MIA: Encyclopedia of Marxism: Glossary of People
Appanraj, Karuppiah (1923– 2007)
Party pseudonym: Giri
Born Madras Province, son of M. Karuppia Servai. Attended American College, Madurai, 1941-44. Active in the Student Federation, Madurai. Opposed “People’s War” line of CPI. Recruited to Trotskyism by the Lanka Sama Samaja Party field organizers, V. Balasingham and B.M.K. Ramaswamy. Joined Bolshevik Leninist Party of India in Madurai, 1942. Participated in Quit India movement, 1942-43, and went underground with T.G. Krishnamurthy, Sholavandan Karuppa Pillai, Kodimangalam Ponniah Ambalam, and other Congress radicals. Moved to Madras and worked as a record clerk in the Madras & Southern Mahratta Railways, 1944. Worked with textile workers, Coimbatore, 1945. Returned to Madurai, 1945. Sent to Tuticorin to assist BLPU group. Took position in Tuticorun Mill Workers Welfare Society. Organized unions in Tuticorin, 1946-7. Returned to Madurai and worked for the union at Mahalakshmi Textile Mills Ltd., 1947. Delegate, BLPI conference, 1947. Led a peasant union in Sholavandan. Entered SP with BLPI, 1948. Editor, Tamil weekly, SamadharmaVathi [Socialist Appeal], 1951-53. Leader, Socialist Party (Loyalists), 1952-5. President, Tamil Nadu SP (Lohia). Editor, Manaitha Kulam [Mankind], 1956. Helped form the SLP after split from SP(Lohia). Joined Tamil National Party with the rest of the SLP members, 1961. Joined Congress with the Tamil National Party, 1964. General Secretary, South Madras District Congress Committee, 1968-74. President, Tamil Nadu National Trade Union Congress, 1974-76. General Secretary, Tamil Nadu Congress, 1979-80; Propaganda Committee, Tamil Nadu Congress, 1984. Author: Anja nenjan: Thoyizh sangha medai S.C.C. Anthoni Pillai, vazhkai varalaru [The Fearless One: Biography of the Labour Leader, S.C.C. Anthony Pillai] (1995); Puratchi Pathai [Way to Revolution], translation of K. Tilak, The Rise and Fall of the Comintern .
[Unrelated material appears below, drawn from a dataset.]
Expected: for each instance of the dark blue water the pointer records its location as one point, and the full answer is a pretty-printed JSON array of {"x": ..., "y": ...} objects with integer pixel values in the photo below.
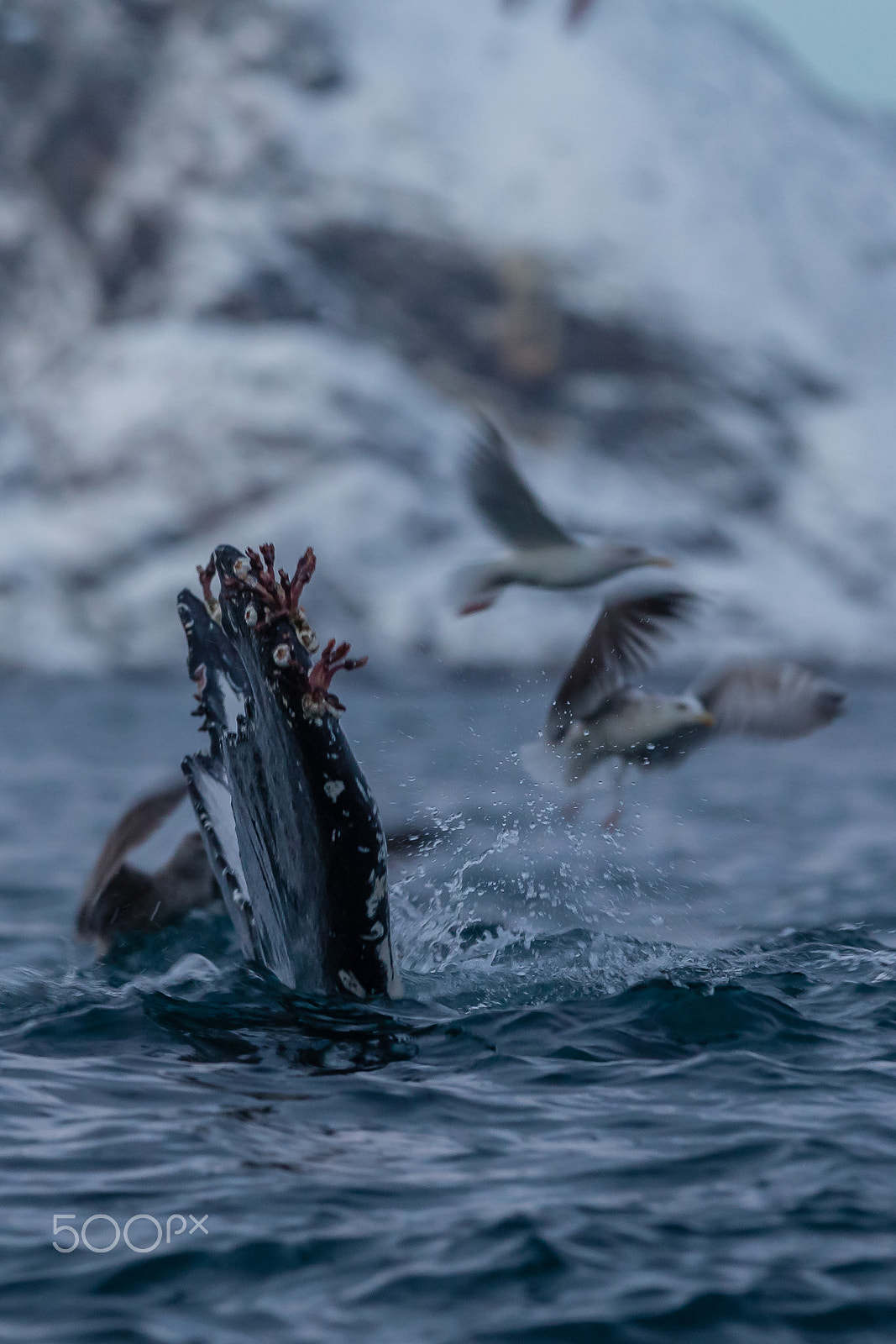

Compiled by Charles Wesley Ervin
Applegarth, Robert (1833-1923)
Secretary of the Amalgamated Society of Carpenters and Joiners (1862). Marx wrote to Engels (December 4, 1869) that Applegarth was "very important" because he was regarded by both Houses of Parliament as "the officially recognised representative of the English trade unions." Together with Odger and Allan (Amalgamated Society of Engineers) he was one of the so-called "Junta," the leading representatives of the "new model" trade unionism. Marx related to Engels (December 4) that after the final debate on the Irish question Applegarth, had informed him that "an eminent member of the House of Commons" had been commissioned by "an eminent member of the House of Lords" to ask Applegarth if he had voted for the abolition of all private property at the Basle Congress [Sept 6-12, 1869] of the International. His answer would decide the attitude of his parliamentary patrons. Applegarth wanted to "give the fellows a decided answer" and commissioned Marx to draw up "the reason" for him. Despite ill-health and press of work Marx wrote him "eight pages which will take him a long time to chew" on "landed property and the necessity of its abolition." Applegarth did not agree.